Finding lim sup and lim inf of a recursive sequence I have to find the $\lim \sup_{k \rightarrow \infty } a_k$ and $\lim \inf_{k\rightarrow \infty} a_k$ for the sequence with $(a_n)_{n \in \mathbb{N}}$:
$$a_1 = 0, \\ a_{2m} = \frac{a_{2m-1}}{2}, \\ a_{2m+1} = \frac{1}{2}+ a_{2m}\\$$
I don't really know how to solve it. Do I have to find out the limit of $a_{2m}$ first?
$$\lim_{a\to\infty}\frac{a_{2m-1}}{2}$$
Or do I have to plug in the second equation into the third and then calculate the limit? Thank you for your help. 
 A: Notice that:
$$a_{2m} = \frac {a_{2m-1}} 2 = \frac {\frac 1 2 + a_{2m - 2}} 2 = \frac 1 4 + \frac 1 2 a_{2m-2}$$
$$a_{2m+1} = \frac 1 2 + a_{2m} = \frac 1 2 + \frac {a_{2m-1}} 2 = \frac 1 2 + \frac 1 2 a_{2m - 1}$$
So if we let $b_m = a_{2m}$ and $c_m = a_{2m+1}$, then
$$b_m = \frac 1 4 + \frac 1 2 b_{m-1}$$
$$c_m = \frac 1 2 + \frac 1 2 c_{m-1}$$
There are at least two methods to compute $\lim_{m \to \infty} b_m$ and $\lim_{m \to \infty} c_m$. Let us consider the sequence $(b_m)_{m \in \mathbb N}$ for example. It is useful to look at the first few terms:
$$0 \qquad \frac 1 4 \qquad \frac 3 8 \qquad \frac 7 {16} \qquad \frac {15} {32} \qquad \dotsb$$
Method 1
First we prove that the sequence is convergent. In order to do this it is enough to prove that it is bounded and monotonic.
By plotting the first few terms on the real line we conjecture that the sequence is bounded by $\frac 1 2$ and that it is increasing. We can prove the first claim by induction on $m$:


*

*$0 < \frac 1 2$ is clear.

*Suppose $m > 0$ is such that $b_{m-1} < \frac 1 2$. Then $b_m = \frac 1 4 + \frac 1 2 b_{m-1} < \frac 1 4 + \frac 1 2 \cdot \frac 1 2 = \frac 1 2$.
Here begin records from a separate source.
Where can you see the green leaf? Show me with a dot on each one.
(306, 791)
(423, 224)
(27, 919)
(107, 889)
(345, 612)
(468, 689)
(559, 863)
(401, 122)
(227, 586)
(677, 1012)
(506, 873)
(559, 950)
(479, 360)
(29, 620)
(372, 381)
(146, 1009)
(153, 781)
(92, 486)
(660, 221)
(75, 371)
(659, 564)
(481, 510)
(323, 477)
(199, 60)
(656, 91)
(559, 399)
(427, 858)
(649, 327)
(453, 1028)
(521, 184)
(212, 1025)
For the second claim, the inequality $b_m > b_{m-1}$ amounts to
$\frac 1 4 + \frac 1 2 b_{m-1} > b_{m-1}$, which reduces to $b_{m-1} < \frac 1 2$, which we have already shown to be true.
Now that we know that $(b_m)_{m \in \mathbb N}$ is convergent, let $b = \lim_{m \to \infty} b_m$. Since $\lim_{m \to \infty} b_{m-1} = b$ as well, we have
$$b = \frac 1 4 + \frac 1 2 b \qquad\implies\qquad b = \frac 1 2$$
therefore $\lim_{m \to \infty} b_m = \frac 1 2$.
Method 2
By looking at the first few terms of the sequence, we might conjecture that
$$b_m = \frac 1 2 - \left ( \frac 1 2 \right )^{m+1}.$$
Let us prove the claim by induction on $m$:


*

*$b_0 = \frac 1 2 - \frac 1 2 = 0$ is true.

*Suppose $m > 0$ and $b_{m-1} = \frac 1 2 - \left ( \frac 1 2 \right )^m$. Then
$$b_m = \frac 1 4 + \frac 1 2 \left [\frac 1 2 - \left ( \frac 1 2 \right )^m \right] = \frac 1 4 + \frac 1 4 - \frac 1 2 \cdot \left ( \frac 1 2 \right )^m = \frac 1 2 - \left ( \frac 1 2 \right )^{m+1}$$
so we are done.


Now it is easy to compute the limit:
$$\lim_{m \to \infty} b_m = \lim_{m \to \infty} \left [\frac 1 2 - \left ( \frac 1 2 \right )^{m+1} \right ] = \frac 1 2.$$
With a similar reasoning you can prove that $\lim_{m \to \infty} c_m = 1$. Now you should be able to compute $\limsup_{m \to \infty} a_m$ and $\liminf_{m \to \infty} a_m$ from what we have shown.